The Future of Everything

July 17, 2012

Stop sign

Filed under: Physics — Tags: — David @ 12:26 pm

Now that the Higgs boson has (apparently) been discovered at the Large Hadron Collider, physicists are turning their attention to the next big thing. Theorists have long predicted that the LHC would produce supersymmetric particles, but these have so far failed to make an appearance. There was some hope that data would show signs of the stop particle (the supersymmetric partner of the top quark) but that too appears to be fading.

Yesterday Michael Peskin gave a talk in which he argued that the LHC evidence did not imply that supersymmetry was dead – only that we needed a bigger accelerator, such as the International Linear Collider. His argument was in part based on the “sociological evidence” that “1. No theorist who believed in SUSY before 2009 has renounced SUSY in the light of the LHC exclusions,” and “2. Model builders are still building models with 200 GeV charginos.”

As someone who is interested in the sociology of scientific prediction, I would argue that the fact that theorists do not renounce their beliefs due to lack of experimental confirmation, or refrain from building models, is not exactly convincing proof that a theory is right.

A safer prediction is that supersymmetry will remain attractive for a long time yet – in large part because of its aesthetic qualities – and will continue to be used as an argument for larger accelerators. The lack of a stop at current energies is just a green light.

July 4, 2012

New boson!

Filed under: Physics — David @ 9:42 am

Biggest day in physics for the last half century or so, as new results from the CMS and ATLAS experiments at the Large Hadron Collider confirm the discovery of a new boson, consistent (so far) with the expected properties of the Higgs boson.

According to CMS spokesperson Joe Incandela, “What we are observing is very likely a new particle with very large mass that would have to be a boson. This is potentially an historic and very profound step forward in our understanding of the underlying structure of our universe.”

Andy Lankford, deputy spokesperson of ATLAS: “If the new particle is determined to be the Higgs, attention will turn to a new set of important questions. Is this a Standard Model Higgs, or is it a variant that indicates new physics and other new particles?”

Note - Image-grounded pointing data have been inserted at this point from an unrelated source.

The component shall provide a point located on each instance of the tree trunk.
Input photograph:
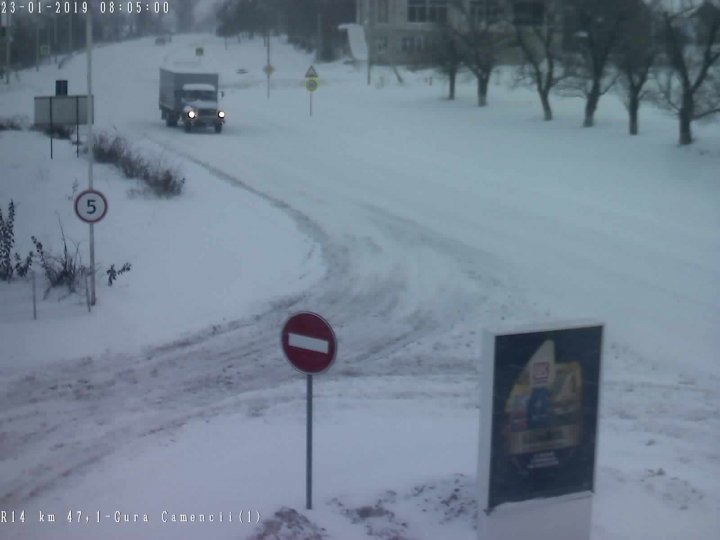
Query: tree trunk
(452, 74)
(685, 128)
(547, 110)
(685, 116)
(633, 108)
(482, 90)
(591, 104)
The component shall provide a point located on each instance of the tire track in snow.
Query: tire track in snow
(62, 421)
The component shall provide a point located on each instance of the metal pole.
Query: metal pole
(37, 47)
(308, 452)
(55, 37)
(77, 126)
(52, 129)
(34, 297)
(8, 41)
(90, 144)
(268, 61)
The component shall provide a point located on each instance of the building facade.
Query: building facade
(410, 31)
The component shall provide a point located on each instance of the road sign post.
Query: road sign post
(309, 344)
(91, 207)
(312, 83)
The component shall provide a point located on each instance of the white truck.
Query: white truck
(191, 98)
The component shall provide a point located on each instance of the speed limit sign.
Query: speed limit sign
(90, 206)
(311, 84)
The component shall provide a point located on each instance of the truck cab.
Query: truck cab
(200, 106)
(190, 97)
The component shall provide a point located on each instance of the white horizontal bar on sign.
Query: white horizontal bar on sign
(306, 342)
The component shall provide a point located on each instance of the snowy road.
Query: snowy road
(435, 220)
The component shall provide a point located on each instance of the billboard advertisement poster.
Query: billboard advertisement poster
(544, 414)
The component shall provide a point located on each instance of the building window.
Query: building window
(417, 11)
(383, 11)
(485, 11)
(437, 11)
(427, 11)
(529, 13)
(382, 45)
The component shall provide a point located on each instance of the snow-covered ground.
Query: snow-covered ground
(409, 222)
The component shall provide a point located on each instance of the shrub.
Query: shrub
(113, 274)
(7, 241)
(65, 270)
(15, 123)
(161, 180)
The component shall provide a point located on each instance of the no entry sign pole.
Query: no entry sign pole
(309, 344)
(308, 446)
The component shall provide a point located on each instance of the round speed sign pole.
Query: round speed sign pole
(309, 344)
(91, 207)
(311, 85)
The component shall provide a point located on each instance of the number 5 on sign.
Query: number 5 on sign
(90, 206)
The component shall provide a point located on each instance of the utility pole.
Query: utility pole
(37, 46)
(369, 38)
(90, 144)
(267, 65)
(55, 36)
(8, 42)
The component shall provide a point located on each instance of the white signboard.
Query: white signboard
(61, 110)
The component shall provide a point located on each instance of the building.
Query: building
(410, 31)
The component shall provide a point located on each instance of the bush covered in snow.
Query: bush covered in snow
(159, 179)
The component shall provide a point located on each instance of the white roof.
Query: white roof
(199, 86)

The Higgs field, for which this boson may be the associated particle, is believed to be responsible for giving other particles their mass. Of course, this leaves open the question of why different particles interact with the Higgs field in different ways. Why are muons relatively hefty, electrons light, and photons massless? One of the next goals for physicists will be to figure this out (unless of course it is just that some particles interact more strongly because they are heavy …).